2005 Dodge Caravan-turns over but will not start

We were going down the road and van just stopped. The check engine light came on first and then it would turn over but wouldn’t start-what should I look at first?

You should look at whatever error codes got stored in the computer. They will have the format P1234. Major chain auto parts stores read these free. But some also lend them since the van isn’t running (?) or you can buy one for about $60.

Might as well start there.

What engine is in this van & how many miles are on it?

2.4L engine, 131,000 miles and no, it is not running. Thanks for the advice!

We are getting spark to the plugs and there are no codes stored in the computer.

Turn the key to on - not until it cranks, just to where the dash lights up. Listen for a 2-3 second hum that probably sounds like its behind you - that will be the fuel pump. If you don’t hear the pump start checking the fuses & relays for the fuel pump.
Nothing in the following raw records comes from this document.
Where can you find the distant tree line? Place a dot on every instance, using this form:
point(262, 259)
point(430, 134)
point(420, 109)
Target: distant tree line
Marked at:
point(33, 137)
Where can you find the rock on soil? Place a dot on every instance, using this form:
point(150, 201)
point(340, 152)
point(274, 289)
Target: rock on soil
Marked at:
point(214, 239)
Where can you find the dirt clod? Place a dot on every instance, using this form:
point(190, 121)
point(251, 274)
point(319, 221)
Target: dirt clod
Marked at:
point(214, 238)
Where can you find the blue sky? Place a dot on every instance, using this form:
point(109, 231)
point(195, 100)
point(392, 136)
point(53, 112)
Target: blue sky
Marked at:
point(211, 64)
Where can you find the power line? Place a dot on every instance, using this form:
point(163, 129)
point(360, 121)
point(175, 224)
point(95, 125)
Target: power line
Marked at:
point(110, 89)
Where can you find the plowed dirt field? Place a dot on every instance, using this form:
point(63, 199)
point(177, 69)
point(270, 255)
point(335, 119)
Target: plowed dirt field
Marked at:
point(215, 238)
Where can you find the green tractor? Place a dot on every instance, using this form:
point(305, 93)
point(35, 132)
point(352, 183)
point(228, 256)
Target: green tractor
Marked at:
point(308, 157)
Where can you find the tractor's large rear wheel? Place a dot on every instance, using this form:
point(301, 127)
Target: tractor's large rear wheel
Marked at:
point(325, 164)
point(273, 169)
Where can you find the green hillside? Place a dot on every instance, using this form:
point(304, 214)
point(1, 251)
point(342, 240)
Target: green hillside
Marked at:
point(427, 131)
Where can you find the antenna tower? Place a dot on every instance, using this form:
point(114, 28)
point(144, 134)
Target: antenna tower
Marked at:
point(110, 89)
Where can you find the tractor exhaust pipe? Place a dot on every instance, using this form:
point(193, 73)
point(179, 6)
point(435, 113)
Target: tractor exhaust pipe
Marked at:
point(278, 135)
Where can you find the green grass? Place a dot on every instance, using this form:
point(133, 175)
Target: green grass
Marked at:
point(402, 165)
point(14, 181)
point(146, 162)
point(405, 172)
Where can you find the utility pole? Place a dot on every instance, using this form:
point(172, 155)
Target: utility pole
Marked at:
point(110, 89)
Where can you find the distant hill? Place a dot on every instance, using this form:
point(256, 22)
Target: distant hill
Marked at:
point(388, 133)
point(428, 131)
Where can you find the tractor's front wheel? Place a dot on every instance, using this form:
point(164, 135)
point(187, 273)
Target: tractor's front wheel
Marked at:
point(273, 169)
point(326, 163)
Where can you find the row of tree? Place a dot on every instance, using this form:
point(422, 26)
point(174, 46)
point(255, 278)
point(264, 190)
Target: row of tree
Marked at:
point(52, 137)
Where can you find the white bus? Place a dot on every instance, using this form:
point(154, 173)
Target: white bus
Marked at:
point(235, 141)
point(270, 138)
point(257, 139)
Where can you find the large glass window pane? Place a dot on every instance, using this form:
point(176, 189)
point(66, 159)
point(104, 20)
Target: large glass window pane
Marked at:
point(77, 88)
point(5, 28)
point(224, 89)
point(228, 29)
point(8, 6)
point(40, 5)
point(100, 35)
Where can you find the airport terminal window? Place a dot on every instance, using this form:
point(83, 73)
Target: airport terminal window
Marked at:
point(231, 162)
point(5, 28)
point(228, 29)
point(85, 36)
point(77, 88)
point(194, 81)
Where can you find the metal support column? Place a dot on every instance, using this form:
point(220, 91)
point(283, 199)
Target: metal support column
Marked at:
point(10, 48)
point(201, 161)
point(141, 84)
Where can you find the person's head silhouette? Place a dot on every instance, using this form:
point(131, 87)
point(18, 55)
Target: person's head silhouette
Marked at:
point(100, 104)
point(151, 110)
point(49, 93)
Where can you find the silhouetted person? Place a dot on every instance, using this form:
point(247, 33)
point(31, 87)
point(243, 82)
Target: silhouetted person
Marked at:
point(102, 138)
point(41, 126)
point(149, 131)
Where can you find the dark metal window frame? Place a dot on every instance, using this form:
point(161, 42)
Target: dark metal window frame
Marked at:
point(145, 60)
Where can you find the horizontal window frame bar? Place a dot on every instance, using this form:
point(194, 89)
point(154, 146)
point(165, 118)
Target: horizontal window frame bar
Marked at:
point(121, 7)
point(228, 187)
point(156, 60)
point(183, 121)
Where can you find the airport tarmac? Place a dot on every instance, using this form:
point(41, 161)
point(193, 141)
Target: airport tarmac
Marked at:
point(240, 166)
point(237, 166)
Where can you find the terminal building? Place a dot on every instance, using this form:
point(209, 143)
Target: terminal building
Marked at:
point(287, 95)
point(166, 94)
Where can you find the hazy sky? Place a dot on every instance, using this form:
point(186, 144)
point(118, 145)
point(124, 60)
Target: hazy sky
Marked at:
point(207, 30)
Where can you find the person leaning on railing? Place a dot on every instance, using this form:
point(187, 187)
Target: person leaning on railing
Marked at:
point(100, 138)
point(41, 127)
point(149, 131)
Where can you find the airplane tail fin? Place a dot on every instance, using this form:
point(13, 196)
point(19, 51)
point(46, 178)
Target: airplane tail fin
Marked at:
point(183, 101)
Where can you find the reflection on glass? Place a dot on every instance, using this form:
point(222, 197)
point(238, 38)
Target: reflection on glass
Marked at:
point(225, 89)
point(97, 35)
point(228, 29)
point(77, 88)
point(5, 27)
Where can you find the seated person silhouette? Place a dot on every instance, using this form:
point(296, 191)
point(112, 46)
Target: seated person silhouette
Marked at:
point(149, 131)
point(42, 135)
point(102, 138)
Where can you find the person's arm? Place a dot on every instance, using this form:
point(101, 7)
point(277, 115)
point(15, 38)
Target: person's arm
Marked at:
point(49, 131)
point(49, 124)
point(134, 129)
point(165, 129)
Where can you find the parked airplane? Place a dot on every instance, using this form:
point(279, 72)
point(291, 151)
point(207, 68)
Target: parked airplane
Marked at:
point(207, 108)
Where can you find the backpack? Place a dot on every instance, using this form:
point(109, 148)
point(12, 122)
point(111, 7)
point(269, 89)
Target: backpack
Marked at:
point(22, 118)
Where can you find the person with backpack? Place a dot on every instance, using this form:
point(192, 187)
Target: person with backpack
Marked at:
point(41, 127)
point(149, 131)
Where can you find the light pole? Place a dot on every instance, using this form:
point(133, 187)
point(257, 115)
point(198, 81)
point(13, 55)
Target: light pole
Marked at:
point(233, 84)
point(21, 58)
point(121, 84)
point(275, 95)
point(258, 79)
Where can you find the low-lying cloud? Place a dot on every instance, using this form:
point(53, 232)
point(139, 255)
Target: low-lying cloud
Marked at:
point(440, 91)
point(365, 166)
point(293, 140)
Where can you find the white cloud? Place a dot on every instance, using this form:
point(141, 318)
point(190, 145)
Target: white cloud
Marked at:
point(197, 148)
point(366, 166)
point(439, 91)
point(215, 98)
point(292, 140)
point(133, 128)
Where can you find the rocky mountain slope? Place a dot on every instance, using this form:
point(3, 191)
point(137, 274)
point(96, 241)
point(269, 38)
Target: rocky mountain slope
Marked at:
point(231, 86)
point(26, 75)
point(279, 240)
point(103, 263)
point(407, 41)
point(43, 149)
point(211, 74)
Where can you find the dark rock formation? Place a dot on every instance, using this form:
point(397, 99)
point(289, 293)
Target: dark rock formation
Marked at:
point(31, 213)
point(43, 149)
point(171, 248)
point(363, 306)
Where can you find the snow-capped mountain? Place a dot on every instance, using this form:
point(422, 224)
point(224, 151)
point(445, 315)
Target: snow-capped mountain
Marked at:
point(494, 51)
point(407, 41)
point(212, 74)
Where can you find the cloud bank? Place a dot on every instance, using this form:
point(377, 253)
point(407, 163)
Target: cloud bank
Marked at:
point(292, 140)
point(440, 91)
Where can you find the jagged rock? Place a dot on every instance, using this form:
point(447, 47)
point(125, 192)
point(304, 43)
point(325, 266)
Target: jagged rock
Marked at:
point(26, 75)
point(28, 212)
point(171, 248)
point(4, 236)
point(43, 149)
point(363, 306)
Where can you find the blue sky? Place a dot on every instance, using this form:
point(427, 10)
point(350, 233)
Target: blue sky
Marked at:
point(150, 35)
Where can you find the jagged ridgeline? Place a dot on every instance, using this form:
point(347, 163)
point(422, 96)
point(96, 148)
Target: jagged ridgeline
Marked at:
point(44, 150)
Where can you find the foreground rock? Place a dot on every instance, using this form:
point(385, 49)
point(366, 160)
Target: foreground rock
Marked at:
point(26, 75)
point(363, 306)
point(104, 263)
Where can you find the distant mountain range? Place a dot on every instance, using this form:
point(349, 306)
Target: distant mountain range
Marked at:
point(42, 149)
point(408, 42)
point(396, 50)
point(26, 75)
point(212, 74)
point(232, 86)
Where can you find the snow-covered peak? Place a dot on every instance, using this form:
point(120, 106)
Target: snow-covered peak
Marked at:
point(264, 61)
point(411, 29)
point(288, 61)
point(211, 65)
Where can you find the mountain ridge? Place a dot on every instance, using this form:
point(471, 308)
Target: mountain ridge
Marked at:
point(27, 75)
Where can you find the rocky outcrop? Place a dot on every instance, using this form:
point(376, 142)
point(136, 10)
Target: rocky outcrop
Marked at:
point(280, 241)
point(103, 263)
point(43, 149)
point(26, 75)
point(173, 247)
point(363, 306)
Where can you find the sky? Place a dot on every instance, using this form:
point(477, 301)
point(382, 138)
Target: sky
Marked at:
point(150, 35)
The owners manual may be of some help, but generally you’ll need to check the fuse box inside of the car & the power distribution center under the hood. The PDC is probably along the driver’s side somewhere & the relay/fuse ids should be on the inside of the cover. The easiest way to test the relay is to just swap it with an identical one that you know is good (i.e. for a component that you know is working).

Of course, it would also be great to slap a fuel pressure gauge on it if you have one. If the pump runs the actual fuel pressure is the next thing I’d want to know.

Fundamentals. Pull a plug wire (isn’t this like a NEON with the DEEP plug wells and waste spark ignition?) and put a screw driver in the boot while someone cranks it with the screw driver close to a metal grounding surface. Do you see spark? If so, replace the plug wire and grab a can of some volatile and spray a slight amount in the throttle body (ether, brake clean, etc - you’ll have to remove some air plumbing/ducting to get to it) BE CAREFUL and be prepared for potential back fire - so don’t just spray continuously. Just a little at a time to see if it kicks. If it does, then you have a fuel issue that can either be the pump (most likely due to no codes) or some electronic issue that triggers the injectors. On rare occasions, the crank position sensor can be bad and throw no code. This happened on my son’s Cherokee. No codes when scanned. That, however would produce no spark. The cam position sensor is what triggers the fuel injector pulse. That should throw a code.

I’m getting the hum from the fuel pump but I’m not getting fuel to the fuel rail. I pulled off the fuel line. Question- should I be getting fuel there when I turn vehicle over? The gas tank is full.

Yes, you should get fuel at the rail - I assume that you just popped the pin on the pressure valve and no fuel comes out? If that is so, then you either have a fuel line completely blocked up (how old is that fuel filter?) or your pump is ok electrically but mechanically dead.

Put a new fuel filter on it and then see what happens. Actually, when you have the fuel filter off, you could rig a piece of hose onto the supply line, run it into a gas can, energize the pump and see what happens.

Well, we are still trying to figure out the problem. It is not the fuel pump, as we had thought. Could it be the timing chain?

It has a timing belt. Gates lists it as a non-interference engine, which I kinda find hard to believe …but …so it could be the reason it’s not starting and why it would just cut out.

You should be able to see the top cogs (cam sprockets) in one manner or another … If they’re turning, the thing should be doing something beside just sitting there. If truly snapped, it would still get spark from the crank sensor, but would not get fuel since the cam sensor would see nothing.

To verify that you are having a fuel delivery problem simply spray a small amount of starter fluid into the intake. If the engine runs on that then you have confirmed the trouble. If it is fuel related the trouble may be with the injectors not working. Make sure all the fuses are good. If the injectors aren’t working and the fuses are ok then the trouble may be with the PCM module which controls the injectors.

Maybe the ASD (Automatic Shutdown) relay has gone bad. It’s not unheard of as a lot of electrical current for the injection, emissions, and ignition pass through that relay.

Your first step should be to verify that ALL fuses and fusible links are good. The engine controls run through a number of fuses/fusible links and if one fails the engine will quit running.

This may sound oversimplified but I’ve seen more than one vehicle towed (some for a 100 miles) because of something like a lowly blown fuse.

Spent some more time on the van. I did retrieve some codes. They are P2074-manifold pressure/
throttle position correlation high flow/vacuum leak. Next is P0016-crankshaft/camshaft timing
misalignment. Next one is P0340-no camshaft signal at powertrain control module [PCM].
The last one was P0522-engine oil pressure/switch circuit, low voltage. I checked all the relays again and sprayed starter fluid in air breather to see if it would turn over; no results. Wondering about cam sensor and timing chain.